"What is this, um chronological?"
"No fucking way."
(and then hipsters across the world were overwrought once again with Cusack-induced orgasms of jealousy)
- I am changing the face of bookshelves. So get on that. But then today I googled, which is an inevitability of modern times. So I am not the first person to color-code their shit. Lame. Even worse, my shelves are puny compared to the libraries pictured. And I've got a shit-ton of books. Pre-0rganizing, though, I pulled out about 30 for donation. Do I really need a copy of Kierkegaard's Fear and Trembling? No, no I don't. But I cannot let go of Stinker From Space because it defines me as a person in ways only an intergalactic space warrior trapped in the body of a skunk and befriended by a dorky little girl can.

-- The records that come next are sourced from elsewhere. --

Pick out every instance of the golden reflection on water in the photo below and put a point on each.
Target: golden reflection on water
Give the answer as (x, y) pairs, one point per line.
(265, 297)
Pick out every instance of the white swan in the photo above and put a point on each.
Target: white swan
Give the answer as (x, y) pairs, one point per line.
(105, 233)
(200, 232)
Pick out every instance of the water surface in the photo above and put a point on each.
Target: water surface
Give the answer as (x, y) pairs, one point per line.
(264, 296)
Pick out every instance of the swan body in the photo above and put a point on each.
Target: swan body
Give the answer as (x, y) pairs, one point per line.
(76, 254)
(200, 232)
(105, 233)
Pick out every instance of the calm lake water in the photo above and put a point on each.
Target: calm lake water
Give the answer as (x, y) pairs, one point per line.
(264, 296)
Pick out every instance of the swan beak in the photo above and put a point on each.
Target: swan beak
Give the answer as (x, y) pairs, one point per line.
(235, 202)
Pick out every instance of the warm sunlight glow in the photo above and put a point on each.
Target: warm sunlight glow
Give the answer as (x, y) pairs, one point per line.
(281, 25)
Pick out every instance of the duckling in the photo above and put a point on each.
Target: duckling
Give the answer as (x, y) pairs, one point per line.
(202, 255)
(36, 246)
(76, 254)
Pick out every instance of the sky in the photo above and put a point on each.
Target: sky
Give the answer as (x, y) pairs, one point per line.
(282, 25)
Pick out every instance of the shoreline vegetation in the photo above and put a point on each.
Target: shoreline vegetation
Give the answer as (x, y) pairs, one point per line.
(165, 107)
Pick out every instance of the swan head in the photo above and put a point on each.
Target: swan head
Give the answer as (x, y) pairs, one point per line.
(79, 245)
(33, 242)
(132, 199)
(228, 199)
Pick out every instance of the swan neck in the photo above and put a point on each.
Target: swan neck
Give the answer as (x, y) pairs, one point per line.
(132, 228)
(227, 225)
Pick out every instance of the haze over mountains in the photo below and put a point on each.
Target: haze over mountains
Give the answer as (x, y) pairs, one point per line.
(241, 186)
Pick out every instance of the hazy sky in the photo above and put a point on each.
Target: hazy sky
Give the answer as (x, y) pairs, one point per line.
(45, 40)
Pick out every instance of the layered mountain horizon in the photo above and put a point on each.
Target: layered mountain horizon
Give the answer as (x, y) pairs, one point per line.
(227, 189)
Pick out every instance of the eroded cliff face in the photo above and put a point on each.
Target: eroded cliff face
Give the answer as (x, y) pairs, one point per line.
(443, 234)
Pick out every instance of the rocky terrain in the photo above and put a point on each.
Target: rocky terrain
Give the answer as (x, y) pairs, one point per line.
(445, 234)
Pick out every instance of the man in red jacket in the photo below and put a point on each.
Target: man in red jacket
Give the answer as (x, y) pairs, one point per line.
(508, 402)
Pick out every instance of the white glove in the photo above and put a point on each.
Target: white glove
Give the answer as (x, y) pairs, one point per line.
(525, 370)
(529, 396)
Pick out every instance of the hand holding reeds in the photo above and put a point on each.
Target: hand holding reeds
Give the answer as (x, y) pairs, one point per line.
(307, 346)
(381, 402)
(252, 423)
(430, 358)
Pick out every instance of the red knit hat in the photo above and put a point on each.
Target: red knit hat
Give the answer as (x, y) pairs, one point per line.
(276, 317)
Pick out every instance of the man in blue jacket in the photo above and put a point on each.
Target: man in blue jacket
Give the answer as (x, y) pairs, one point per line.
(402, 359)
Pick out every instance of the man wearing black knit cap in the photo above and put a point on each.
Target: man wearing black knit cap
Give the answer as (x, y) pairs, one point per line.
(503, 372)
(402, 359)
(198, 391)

Maybe I should keep some of those books so people think I'm smart. No, because what if someone comes around and sees I read Kierkegaard and postulates ethics and the rationality of faith, and then I'm all like, "remember that part in Wayne's World when they're speaking Cantonese and Wayne's all, 'Was it Kierkegaard or Dick van Patton who said if you label me, you negate me?' That was awesome."
Because if you want me to be honest here (that's what I'm about: fucking honesty) the only reason I read Kierkegaard at all was because Wayne name-dropped the bastard in the first place. I think it's the only reason I ever watched an episode of Eight is Enough, at that. I do lots of things because of Wayne's World.